Saying "the war was wrong but the surge is worth a try"--that would be courageous. There's no ready-made constituency eager to cheer a pol who says that.

Bucking your party to actively fight against the war when it would have made a difference--that would have been courageous.**

Hagel hasn't done either of those things. Instead, he let loose at the precise moment when letting loose was least brave and least timely....

Never mind that the anti-surge resolution Hagel has cosponsored is all about hiding. It has no binding effect. But it does provide Senators who supported the war a convenient bit of late-inning skepticism they can point to when trying to save their skins.

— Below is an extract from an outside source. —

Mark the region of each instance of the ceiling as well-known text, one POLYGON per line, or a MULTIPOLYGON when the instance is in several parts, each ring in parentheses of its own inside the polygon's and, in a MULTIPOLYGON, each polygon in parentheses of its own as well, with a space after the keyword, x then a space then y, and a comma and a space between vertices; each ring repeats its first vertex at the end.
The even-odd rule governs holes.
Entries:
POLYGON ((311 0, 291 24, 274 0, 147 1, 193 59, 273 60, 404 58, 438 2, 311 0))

Hagel also deployed the hoary I've-been-in combat-so-I-know-these-are-real-men-and-women-"fighting and dying" pitch--as if his fellow senators didn't realize they were real men and women. The I've-Been-There meme is to Hagel (and John Kerry) what the "mommy" meme is to Nancy Pelosi and Barbara Boxer--a guilt-tripping, self-glorifying unique selling proposition that attempts to confer on the speaker a special capacity for insight that renders actual persuasive argument unnecessary.

...


There is more. This is a first class rant. It exposes the "argument" style of the left which seeks to cut off debate with credentials. He goes on to describe how the media loves to embrace the Republican apostate who opposes his party.

Rather than describing Hagel as courageous, I think betrayal is a more apt description. He is betraying the troops who are asking for more time to finish the job. The suggestion by much of the media that he will have any chance at the Republican Presidential nomination is laughable. If the Republicans wanted to nominate a Democrat they could do better. At least Joe Lieberman wants win the war. The fact is that Chuck Hagel came in last in a poll of conservative bloggers--last.